Lab 2: Scripts, Loops, and MC Testing

🧑‍💻 Make sure to finish Lab 1 before continuing with this lab! I have brought forward the “extra” material that was on Monte Carlo hypothesis testing which some of you may not have got to do last week due to the lecturing timing: it appears after the initial sections on using script files in RStudio and warm-up looping exercises.

NOTE: if you are using the Github Codespace and get a popup error saying something about a previous session crashing, this just means you didn’t follow the instructions on the the appendix page “R and RStudio” linked here properly when ending the last session … you should always press the red standby button at the very top right of the page, then use the bottom left button to stop the codespace before closing the browser! Don’t worry, nothing bad has happened, but you can avoid the error in future by shutting down everything cleanly – don’t hesitate to ask if you’re unsure.

Script files 📜

Last week we wanted to get going quickly, so you just used RStudio in interactive mode. However, it is usually better to write code in a script file and then run that code. Create a new script file as follows …

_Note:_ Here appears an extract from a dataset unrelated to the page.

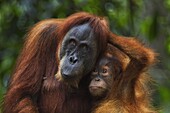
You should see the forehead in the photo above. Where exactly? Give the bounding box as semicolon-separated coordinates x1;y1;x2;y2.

Step 1: click the new document button

There are several advantages to using script files, including:

You can now type in the new script panel like a regular text document. When you press Enter it will not run code, but will allow you to write multiple lines, and you can easily go back and edit text etc. All the code completion help and tool tips which we discussed in the lecture will still be provided by RStudio.
Once you are happy the code is how you want it to run, simply place the cursor anywhere on the line you want to run and press the key combination Cmd+Enter (Mac) or Ctrl+Enter (Windows/Linux). That will trigger RStudio to automatically copy the command down to the Console and run it. Note:
1. The cursor automatically moves to the next line of code, so you can run multiple lines in quick succession by keeping Cmd (Mac) or Ctrl (Windows/Linux) pressed and tapping Enter repeatedly.
2. If you do this on the first line of a block of code (like a for loop) then the whole loop is copied and run automatically.
3. If you want to run a whole bunch of code without tapping repeatedly as mentioned above, you can instead highlight the exact code you want to run before pressing the key combination Cmd+Enter (Mac) or Ctrl+Enter (Windows/Linux). As well as allowing you to run multiple lines at one, you can also highlight just part of a single line to run.
Try this now and be sure it works before carrying on … this is important and useful, so if it is not working be sure to ask for help 🙋‍♀️
You can now save your code between sessions. Note that if you’re using the Github Codespace, then your code is saved on the server and not the machine you’re accessing it from. If you want to download the code this is easily done by ticking next to the file you want in the Files pane, then click the cog (in the Files pane) and choose “Export …”.
You can have many script files open at once. We’re probably not going to need that in the labs, but when working on large scale real-life projects, it is common to divide up the project logically into different files (eg files for loading data; other files for transformation, manipulation and cleaning that data; other files for building statistical and machine learning models; yet other files for deployment of those models into production settings etc)

Ok … on to the coding part of the lab! Be sure to use a script file and the hints above when writing your code from now on. At the end of the lab, save the file for future learning/reference.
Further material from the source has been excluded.